(Originally posted 2003.Jun.30 Mon; links may have expired.)
One way of teaching, developed 2500 years ago by Socrates, is to ask questions and let the student work out the answers. In Theory Of Constraints by Eliyahu M. Goldratt, the author credits Socratic questions for the success of his previous book The Goal. In The Goal, a consultant helps the main character with advice in the form of questions. The reader follows the main character as he tries to come up answers to the questions; and, Goldratt says, the readers come up with the answers themselves a page or two before the main character does. (I know I did.)
Inventing their own answers motivated the readers to see if the main character came up with the same answers, and in many cases this excitement further motivated readers to apply the lesson of The Goal to their own factories.
Goldratt also talks about the stages of "science" - classification, correlation, and effect-cause-effect. In classification, we could observe that students learn things in various ways. In correlation, we could observe that some students learning via Socratic questions were more excited about their learning than others. In effect-cause-effect, we could theorize why this happens, and use the theory to make predictions which could be invalidated (or validated) by experiment.
Goldratt goes on to say that an experiment may not completely invalidate a theory, but may constrain it. For example, Newton's laws of motion are valid for speeds we see on Earth, but are constrained by other effects when the speeds are near the speed of light.
We can have a theory that Socratic questions can be effective, because someone inventing their own answers feels ownership and the excitement of invention. In some cases they've done a lot of work, and finding the answer is a big reward. However, we can also observe that Socratic questions often fail in practice... the students get irritated by that smug teacher who obviously knows the answers, but isn't giving them out. The resentment can be very strong. The questions can have responses like "Why are you asking us?" followed by arguments about motivations and agendas.

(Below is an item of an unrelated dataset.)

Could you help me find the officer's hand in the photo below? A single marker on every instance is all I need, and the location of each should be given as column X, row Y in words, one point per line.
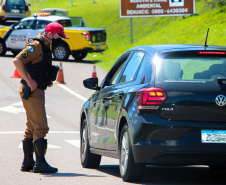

Another style of teaching that also lets the students find their own answers is called "experiential learning." In a typical case, the teacher (or, as some preferred to be called, the facilitator), sets up a "simulation" where the students can try something out in a safe environment, followed by discussion. There's no initial question, just "try this out". In the discussion afterwards, the questions could be "What do you think about X after doing this exercise" or "What were you feeling?" These are non-threatening questions, and students don't feel that the teacher already knows the answer.
In the Agile Development Conference I just attended, some of the workshops used experiential learning. In XP Coaching workshop, facilitated by Ron Jeffries and William Wake, the exercise involved some people coaching other people doing origami (from an origami instruction manual). Some other workshops also involved simulation/practice and discussion.
Ron tells us that XP Immersions that he participates in are doing more experiential learning and less lecture. Instead of lecturing about pair programming, they have the students pair program, probably followed by discussion and reflection on what happened when they pair programmed. The whole point of many training courses is to just get the students to do reflection and discussion - and this is the point of Retrospectives... enabling learning in the organization and team.
Think about learning some skill or getting answers to some of your harder problems, not necessarily a problem with technology; in your own experience, when someone told you the answer to a problem or question, did you value it as much as when you came up with the answer yourself, or practiced the skill by yourself?